此篇論文提出一個創新的最佳接收機，此接收機能夠在空間相關性的Nakagami-m 衰落通道下以最大比率結合 (Maximal-Ratio Combining , MRC)接收時，其時間平均的訊雜比(Signal-to-Interference-plus-Noise Ratio , SINR)會有所增加，透過帶有對共變異數矩陣進行特徵值分解的主成分分析(Principal Component Analysis , PCA)，可以得到一組完整的標準正交基底，之後對其進行去相關過程並分析，然後將接收到的訊號投影到基底函數所跨越的空間中，根據不相關理論(Theorem of Irrelevance)，我們提出一個名為主成分選擇組合的方法(Principal Component Selection Combining , PCSC)，此方法可以在少數維度中移除訊雜比較低的分量，並在隨後的最大比率結合接收提高時間平均的訊雜比，此方法還可以在雜訊與不同分支具有相關性時，可以避免雜訊增強。為了印證此篇論文中所提出的最佳接收器其性能，我們對其訊雜比的分佈，振幅穿越速率（Level-Crossing Rate ,LCR）和平均衰落持續時間（Average Fade Duration ,AFD）進行模擬，而我們所模擬的模型是基於創新的散射模型，根據分析評估出來的協方差矩陣，開發出以空間相關的Nakagami-m衰落通道所組成的模擬環境，並透過電腦模擬可以看出此篇論文所提出的最佳接收器器不僅減少了不相關子空間的干擾和雜訊，還實現在時間平均下更高的SINR和更低的AFD，而且還大大降低了後續訊號處理所需的複雜度。

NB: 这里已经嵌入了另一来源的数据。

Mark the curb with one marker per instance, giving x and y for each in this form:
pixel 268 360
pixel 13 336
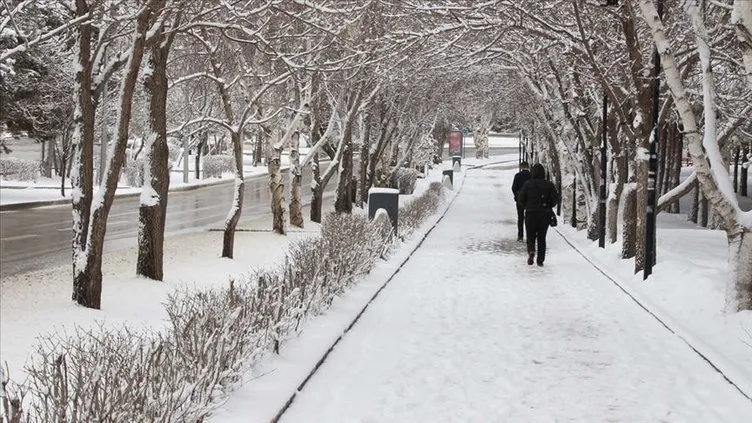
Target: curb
pixel 323 358
pixel 665 321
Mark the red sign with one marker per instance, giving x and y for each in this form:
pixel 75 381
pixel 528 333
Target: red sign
pixel 455 143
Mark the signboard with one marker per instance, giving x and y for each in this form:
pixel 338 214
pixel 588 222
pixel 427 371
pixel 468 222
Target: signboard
pixel 455 143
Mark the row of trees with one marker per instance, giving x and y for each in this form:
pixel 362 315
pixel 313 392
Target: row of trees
pixel 572 55
pixel 387 78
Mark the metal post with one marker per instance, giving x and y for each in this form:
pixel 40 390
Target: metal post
pixel 653 163
pixel 186 160
pixel 604 158
pixel 519 147
pixel 104 141
pixel 574 203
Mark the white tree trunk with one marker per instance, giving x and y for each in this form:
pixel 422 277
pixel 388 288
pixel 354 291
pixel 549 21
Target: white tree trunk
pixel 712 174
pixel 296 205
pixel 741 18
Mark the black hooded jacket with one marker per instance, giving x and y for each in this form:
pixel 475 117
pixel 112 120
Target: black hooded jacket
pixel 519 180
pixel 538 194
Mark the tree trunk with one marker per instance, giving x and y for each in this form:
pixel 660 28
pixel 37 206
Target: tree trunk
pixel 233 216
pixel 88 243
pixel 153 207
pixel 296 205
pixel 694 205
pixel 641 213
pixel 87 285
pixel 362 193
pixel 277 190
pixel 737 153
pixel 317 200
pixel 629 230
pixel 675 207
pixel 343 203
pixel 704 210
pixel 740 294
pixel 614 200
pixel 199 151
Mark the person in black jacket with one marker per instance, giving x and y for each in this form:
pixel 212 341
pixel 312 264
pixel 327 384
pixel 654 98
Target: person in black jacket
pixel 519 180
pixel 538 196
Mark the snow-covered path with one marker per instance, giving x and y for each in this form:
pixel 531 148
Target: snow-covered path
pixel 467 332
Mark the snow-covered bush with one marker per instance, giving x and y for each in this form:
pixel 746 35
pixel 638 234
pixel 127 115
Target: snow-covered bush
pixel 404 180
pixel 12 168
pixel 216 165
pixel 182 373
pixel 414 213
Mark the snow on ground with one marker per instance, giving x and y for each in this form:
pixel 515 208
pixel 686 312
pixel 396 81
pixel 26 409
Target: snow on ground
pixel 39 302
pixel 48 189
pixel 36 303
pixel 468 332
pixel 687 289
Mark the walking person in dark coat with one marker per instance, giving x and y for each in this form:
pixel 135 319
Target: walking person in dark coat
pixel 538 196
pixel 519 180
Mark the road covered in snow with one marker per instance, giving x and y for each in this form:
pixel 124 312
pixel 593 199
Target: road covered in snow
pixel 468 332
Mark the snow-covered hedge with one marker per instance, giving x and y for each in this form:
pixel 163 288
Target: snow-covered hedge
pixel 414 213
pixel 15 169
pixel 215 166
pixel 404 180
pixel 181 373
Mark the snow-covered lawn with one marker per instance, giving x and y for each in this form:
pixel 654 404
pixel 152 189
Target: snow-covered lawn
pixel 36 303
pixel 464 332
pixel 468 332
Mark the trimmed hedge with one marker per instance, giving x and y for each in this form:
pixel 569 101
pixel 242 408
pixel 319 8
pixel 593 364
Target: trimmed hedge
pixel 215 335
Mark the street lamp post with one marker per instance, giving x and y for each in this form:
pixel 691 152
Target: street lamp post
pixel 653 162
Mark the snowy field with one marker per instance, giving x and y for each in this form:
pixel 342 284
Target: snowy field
pixel 39 302
pixel 48 189
pixel 468 332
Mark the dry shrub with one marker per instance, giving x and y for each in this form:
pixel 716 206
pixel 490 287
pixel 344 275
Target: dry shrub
pixel 180 374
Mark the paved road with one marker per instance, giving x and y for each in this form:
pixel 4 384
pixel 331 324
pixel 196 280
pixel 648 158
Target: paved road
pixel 36 238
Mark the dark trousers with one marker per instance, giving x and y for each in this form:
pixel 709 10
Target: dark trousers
pixel 536 224
pixel 520 219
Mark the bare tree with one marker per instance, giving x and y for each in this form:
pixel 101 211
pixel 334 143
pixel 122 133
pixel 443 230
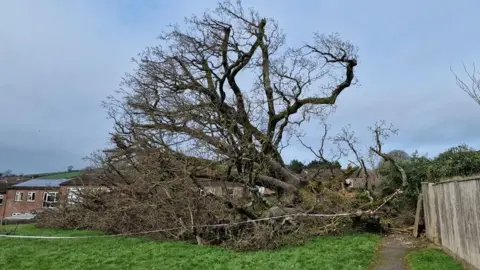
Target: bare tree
pixel 382 131
pixel 471 85
pixel 219 99
pixel 190 92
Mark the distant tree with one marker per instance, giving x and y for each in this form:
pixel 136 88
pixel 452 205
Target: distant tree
pixel 398 155
pixel 472 84
pixel 296 166
pixel 417 168
pixel 461 160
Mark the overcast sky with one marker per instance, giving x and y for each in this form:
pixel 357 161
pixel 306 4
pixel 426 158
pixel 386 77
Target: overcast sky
pixel 60 59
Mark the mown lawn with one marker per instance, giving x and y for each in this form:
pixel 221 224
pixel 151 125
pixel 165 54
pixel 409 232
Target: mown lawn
pixel 346 252
pixel 432 259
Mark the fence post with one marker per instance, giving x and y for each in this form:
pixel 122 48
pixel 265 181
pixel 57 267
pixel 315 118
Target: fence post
pixel 417 215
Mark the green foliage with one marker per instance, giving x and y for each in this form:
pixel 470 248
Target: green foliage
pixel 296 166
pixel 416 168
pixel 461 160
pixel 432 259
pixel 345 252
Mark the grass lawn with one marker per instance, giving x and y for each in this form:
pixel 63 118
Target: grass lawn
pixel 346 252
pixel 432 259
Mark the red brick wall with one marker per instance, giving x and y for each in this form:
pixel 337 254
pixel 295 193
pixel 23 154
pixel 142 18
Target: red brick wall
pixel 24 206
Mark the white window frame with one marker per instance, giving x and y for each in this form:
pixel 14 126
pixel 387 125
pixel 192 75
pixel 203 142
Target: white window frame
pixel 73 195
pixel 31 196
pixel 17 195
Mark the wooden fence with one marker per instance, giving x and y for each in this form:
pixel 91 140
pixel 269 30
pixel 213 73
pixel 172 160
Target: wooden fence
pixel 452 217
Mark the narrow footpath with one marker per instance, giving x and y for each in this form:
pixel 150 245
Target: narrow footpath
pixel 392 252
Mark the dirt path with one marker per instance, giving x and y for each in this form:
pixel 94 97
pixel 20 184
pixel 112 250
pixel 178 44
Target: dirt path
pixel 392 251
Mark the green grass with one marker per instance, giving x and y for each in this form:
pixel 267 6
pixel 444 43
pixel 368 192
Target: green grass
pixel 432 259
pixel 346 252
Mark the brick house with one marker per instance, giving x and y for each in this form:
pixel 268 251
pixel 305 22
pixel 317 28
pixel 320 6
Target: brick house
pixel 31 196
pixel 5 184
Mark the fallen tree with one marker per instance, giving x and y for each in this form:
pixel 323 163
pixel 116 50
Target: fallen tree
pixel 188 114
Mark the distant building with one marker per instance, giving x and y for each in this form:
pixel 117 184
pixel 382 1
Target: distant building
pixel 31 196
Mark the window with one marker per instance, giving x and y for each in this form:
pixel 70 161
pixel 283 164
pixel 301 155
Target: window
pixel 31 197
pixel 50 199
pixel 18 196
pixel 74 195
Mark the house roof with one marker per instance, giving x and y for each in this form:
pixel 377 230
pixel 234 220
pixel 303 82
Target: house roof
pixel 40 183
pixel 5 184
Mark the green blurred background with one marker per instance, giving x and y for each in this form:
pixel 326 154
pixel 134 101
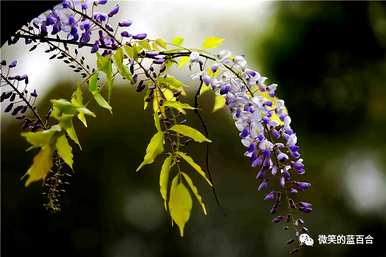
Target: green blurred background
pixel 329 60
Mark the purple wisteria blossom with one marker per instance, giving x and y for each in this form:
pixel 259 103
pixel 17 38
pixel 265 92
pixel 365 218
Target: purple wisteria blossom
pixel 81 23
pixel 265 131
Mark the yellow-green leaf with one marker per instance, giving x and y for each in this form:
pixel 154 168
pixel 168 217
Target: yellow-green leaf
pixel 177 41
pixel 156 121
pixel 190 132
pixel 197 167
pixel 155 147
pixel 164 178
pixel 102 102
pixel 180 204
pixel 162 43
pixel 182 61
pixel 204 88
pixel 212 42
pixel 93 83
pixel 77 97
pixel 104 65
pixel 64 150
pixel 122 68
pixel 195 191
pixel 219 103
pixel 42 163
pixel 178 106
pixel 40 138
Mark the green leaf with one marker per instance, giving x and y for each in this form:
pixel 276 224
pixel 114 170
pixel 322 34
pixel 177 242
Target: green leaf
pixel 212 42
pixel 131 52
pixel 40 138
pixel 178 106
pixel 102 102
pixel 195 166
pixel 190 132
pixel 195 191
pixel 77 99
pixel 155 147
pixel 156 121
pixel 64 150
pixel 219 103
pixel 72 134
pixel 66 123
pixel 180 204
pixel 104 65
pixel 182 61
pixel 93 83
pixel 164 178
pixel 144 44
pixel 162 43
pixel 42 163
pixel 204 88
pixel 177 41
pixel 122 68
pixel 171 82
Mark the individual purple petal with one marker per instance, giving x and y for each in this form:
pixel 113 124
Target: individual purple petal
pixel 140 36
pixel 95 47
pixel 109 28
pixel 270 196
pixel 206 79
pixel 225 89
pixel 66 4
pixel 263 185
pixel 113 11
pixel 159 61
pixel 125 34
pixel 85 38
pixel 282 182
pixel 303 185
pixel 277 219
pixel 12 64
pixel 125 23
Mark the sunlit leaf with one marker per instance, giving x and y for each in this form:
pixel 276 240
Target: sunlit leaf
pixel 93 83
pixel 102 102
pixel 212 42
pixel 219 103
pixel 131 52
pixel 195 191
pixel 104 64
pixel 66 123
pixel 164 178
pixel 42 163
pixel 122 68
pixel 197 167
pixel 182 61
pixel 181 107
pixel 204 88
pixel 162 43
pixel 180 203
pixel 64 150
pixel 40 138
pixel 156 121
pixel 155 147
pixel 190 132
pixel 177 41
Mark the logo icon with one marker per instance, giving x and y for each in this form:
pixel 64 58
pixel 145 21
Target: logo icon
pixel 305 239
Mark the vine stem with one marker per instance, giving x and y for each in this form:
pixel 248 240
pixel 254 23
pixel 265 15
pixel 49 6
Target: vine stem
pixel 25 101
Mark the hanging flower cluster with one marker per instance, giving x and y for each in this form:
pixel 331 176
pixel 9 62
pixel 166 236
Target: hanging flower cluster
pixel 265 131
pixel 259 115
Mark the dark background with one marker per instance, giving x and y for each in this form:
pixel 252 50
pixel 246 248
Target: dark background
pixel 329 60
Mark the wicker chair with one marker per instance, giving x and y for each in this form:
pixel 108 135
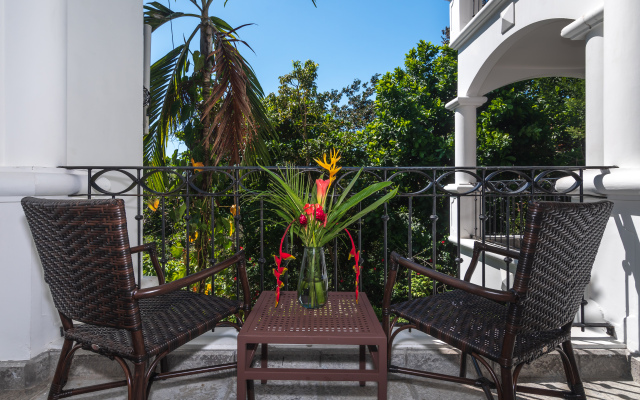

This paper proposes a novel optimum combiner that raises the time-averaged signal-to-interference-plus-noise ratio (SINR) for maximal-ratio combining (MRC) reception over spatially correlated Nakagami-m fading channels. By exploiting the principal component analysis (PCA) with eigenvalue decomposition (EVD) of the covariance matrix analytically evaluated offline, a complete set of orthonormal basis functions can be obtained. A decorrelation process analyzes and then projects the received signal into the space spanned by the basis functions. In accordance with the theorem of irrelevance, a principal component selection combining (PCSC) method is proposed to remove components in a few dimensions in which SINRs are considered low to raise the resulting time-averaged SINR on the subsequent MRC reception. The proposed technique also avoids noise enhancement occurring with MRC reception in the scenario where noises on different branches are correlated. The SINR distribution, level-crossing rate (LCR) and average fade duration (AFD) are derived. Based on a novel scattering model interpretation, a simulator consisting of spatially correlated Nakagami-m fading channels is developed according to the analytically evaluated covariance matrix. Computer simulations show that the proposed optimum combiner not only reduces interference and noise from the irrelevant subspace to achieve higher time-averaged SINR and lower AFD, but also significantly reduces the complexity required for subsequent signal processing.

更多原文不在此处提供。